Over the years I have been fortunate to see, and learn, a lot in the financial industry. One of the biggest lessons I have learned is how concerned people are heading into retirement. If you are like most, then one of the biggest reasons for your concern is you may not have saved enough money and you fear your money will run out.
I want to address this concern.
What is Wall Street’s model and why is it broken? I am so glad you asked. Wall Street’s retirement income model is based on a distribution rate. Early thinking with their philosophy set the distribution rate at 6%, now it is 4%, and I hear they are ready to drop that to 3%. That means you can take your savings and multiply it by that rate, and the result is what you should “comfortably” expect for income, plus any other income streams you might have already. The problem is that this model is broken. As you can see from the video, this model’s success is based on timing. If you retire while the market is going up, you are fine.

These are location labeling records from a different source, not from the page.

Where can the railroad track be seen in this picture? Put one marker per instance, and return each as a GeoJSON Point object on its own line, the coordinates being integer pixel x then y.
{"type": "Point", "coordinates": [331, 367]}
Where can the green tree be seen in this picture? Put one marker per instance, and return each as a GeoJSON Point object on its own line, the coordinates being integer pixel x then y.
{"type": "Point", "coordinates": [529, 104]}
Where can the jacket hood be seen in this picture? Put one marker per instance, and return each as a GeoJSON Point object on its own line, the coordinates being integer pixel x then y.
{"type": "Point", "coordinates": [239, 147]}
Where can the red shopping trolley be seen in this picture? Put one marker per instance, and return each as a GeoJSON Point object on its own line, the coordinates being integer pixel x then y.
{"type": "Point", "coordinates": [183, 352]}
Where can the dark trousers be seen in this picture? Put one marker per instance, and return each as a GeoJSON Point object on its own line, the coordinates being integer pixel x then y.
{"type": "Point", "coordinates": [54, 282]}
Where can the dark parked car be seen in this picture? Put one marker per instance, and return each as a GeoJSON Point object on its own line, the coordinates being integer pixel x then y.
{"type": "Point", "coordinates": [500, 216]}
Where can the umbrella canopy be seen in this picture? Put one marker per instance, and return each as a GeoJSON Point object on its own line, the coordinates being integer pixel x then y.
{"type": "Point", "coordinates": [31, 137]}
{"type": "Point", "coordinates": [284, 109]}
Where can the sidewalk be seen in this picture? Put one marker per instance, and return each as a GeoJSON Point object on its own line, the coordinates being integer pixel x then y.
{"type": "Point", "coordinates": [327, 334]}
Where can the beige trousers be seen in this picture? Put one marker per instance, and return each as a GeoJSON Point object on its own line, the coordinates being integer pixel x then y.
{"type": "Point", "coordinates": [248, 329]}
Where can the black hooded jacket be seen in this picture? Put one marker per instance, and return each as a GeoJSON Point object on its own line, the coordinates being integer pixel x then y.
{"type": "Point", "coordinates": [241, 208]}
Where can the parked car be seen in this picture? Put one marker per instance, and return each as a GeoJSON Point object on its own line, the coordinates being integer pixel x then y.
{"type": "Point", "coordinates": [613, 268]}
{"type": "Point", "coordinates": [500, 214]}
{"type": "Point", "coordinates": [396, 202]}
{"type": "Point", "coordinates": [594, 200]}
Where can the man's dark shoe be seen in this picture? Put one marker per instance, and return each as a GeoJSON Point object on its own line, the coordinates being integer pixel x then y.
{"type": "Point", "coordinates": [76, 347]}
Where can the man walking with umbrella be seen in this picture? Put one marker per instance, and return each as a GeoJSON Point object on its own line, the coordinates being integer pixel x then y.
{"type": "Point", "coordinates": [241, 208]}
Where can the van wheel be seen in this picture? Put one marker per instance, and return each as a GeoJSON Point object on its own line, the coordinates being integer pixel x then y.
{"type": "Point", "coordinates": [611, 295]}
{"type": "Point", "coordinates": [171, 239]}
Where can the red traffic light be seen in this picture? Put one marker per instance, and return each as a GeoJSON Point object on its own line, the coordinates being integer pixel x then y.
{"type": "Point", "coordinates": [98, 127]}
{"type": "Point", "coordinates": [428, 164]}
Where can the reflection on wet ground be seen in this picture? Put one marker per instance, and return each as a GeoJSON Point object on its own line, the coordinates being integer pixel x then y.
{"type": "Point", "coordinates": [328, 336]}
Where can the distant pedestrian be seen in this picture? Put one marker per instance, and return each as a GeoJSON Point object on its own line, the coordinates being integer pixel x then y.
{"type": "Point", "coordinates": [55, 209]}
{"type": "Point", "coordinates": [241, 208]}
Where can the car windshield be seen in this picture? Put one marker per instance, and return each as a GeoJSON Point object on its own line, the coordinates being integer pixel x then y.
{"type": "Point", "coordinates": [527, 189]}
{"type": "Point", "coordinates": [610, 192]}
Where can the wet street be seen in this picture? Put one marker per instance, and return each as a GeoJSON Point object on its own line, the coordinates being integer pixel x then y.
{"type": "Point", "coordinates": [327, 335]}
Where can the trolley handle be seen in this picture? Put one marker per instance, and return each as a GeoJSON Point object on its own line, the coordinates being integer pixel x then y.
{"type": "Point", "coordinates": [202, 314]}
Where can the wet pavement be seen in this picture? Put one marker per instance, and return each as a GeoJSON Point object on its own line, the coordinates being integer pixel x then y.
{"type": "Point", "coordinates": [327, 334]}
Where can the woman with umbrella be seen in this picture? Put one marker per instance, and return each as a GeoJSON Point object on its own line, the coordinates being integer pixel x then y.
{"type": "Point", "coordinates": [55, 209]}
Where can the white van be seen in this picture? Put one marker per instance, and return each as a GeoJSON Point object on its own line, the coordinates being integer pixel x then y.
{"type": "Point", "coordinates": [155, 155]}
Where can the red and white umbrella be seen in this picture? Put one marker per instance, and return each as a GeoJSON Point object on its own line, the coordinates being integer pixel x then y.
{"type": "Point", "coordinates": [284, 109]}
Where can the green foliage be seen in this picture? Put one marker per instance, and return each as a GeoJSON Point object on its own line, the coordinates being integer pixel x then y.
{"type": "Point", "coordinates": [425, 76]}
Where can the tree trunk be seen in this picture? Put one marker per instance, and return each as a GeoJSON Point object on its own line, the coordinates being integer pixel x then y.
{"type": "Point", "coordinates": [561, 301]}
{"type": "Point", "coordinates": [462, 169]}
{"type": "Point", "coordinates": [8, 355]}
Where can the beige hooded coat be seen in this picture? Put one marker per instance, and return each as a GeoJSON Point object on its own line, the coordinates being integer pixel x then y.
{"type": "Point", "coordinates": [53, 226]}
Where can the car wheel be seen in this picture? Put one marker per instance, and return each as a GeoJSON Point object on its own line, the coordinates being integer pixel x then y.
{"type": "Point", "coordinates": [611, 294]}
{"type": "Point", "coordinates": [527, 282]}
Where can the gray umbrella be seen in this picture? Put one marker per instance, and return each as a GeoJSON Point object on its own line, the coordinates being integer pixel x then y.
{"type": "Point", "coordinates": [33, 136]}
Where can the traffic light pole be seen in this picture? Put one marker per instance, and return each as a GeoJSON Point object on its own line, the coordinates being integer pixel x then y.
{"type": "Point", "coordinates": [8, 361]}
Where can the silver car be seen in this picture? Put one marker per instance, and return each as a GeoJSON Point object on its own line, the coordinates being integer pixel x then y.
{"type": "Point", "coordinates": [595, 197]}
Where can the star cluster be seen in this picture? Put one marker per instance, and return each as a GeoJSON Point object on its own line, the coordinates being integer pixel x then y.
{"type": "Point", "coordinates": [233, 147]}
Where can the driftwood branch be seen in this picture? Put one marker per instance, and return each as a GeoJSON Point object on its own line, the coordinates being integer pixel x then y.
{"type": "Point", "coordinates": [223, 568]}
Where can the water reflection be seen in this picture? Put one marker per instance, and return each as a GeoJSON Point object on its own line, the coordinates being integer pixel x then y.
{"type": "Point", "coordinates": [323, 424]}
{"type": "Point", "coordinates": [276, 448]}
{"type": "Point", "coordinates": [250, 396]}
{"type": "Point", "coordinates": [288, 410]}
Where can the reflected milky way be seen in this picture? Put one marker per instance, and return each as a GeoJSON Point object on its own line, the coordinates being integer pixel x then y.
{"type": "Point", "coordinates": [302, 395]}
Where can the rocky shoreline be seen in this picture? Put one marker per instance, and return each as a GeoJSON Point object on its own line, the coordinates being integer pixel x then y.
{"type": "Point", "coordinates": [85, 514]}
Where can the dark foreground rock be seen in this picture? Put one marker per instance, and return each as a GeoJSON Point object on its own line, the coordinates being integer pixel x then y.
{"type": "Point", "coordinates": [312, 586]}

If you retire during turmoil, you may be destined for failure.
I don’t know about you, but I have no idea which direction the market is heading. I have my beliefs, but truth be told, I have no clue. This broken model is why you and so many others fear retirement. The market plays too big a part in your success.
An alternative to this is dividend income. If you know me, then you know that I am a huge fan of dividend income. The biggest reason is that it provides predictable income even though the market is completely unpredictable. If you watch the video, you will see just how important dividend income is to retirement. It can be the difference between success and failure.
Stock prices rise and fall based on factors that are difficult at best to determine. Stock dividends rise and fall based on company financials and typically only change a few times each year. If your biggest concern is retirement income, then first you need to put together a plan, and second you need to put together an income model that fits your lifestyle.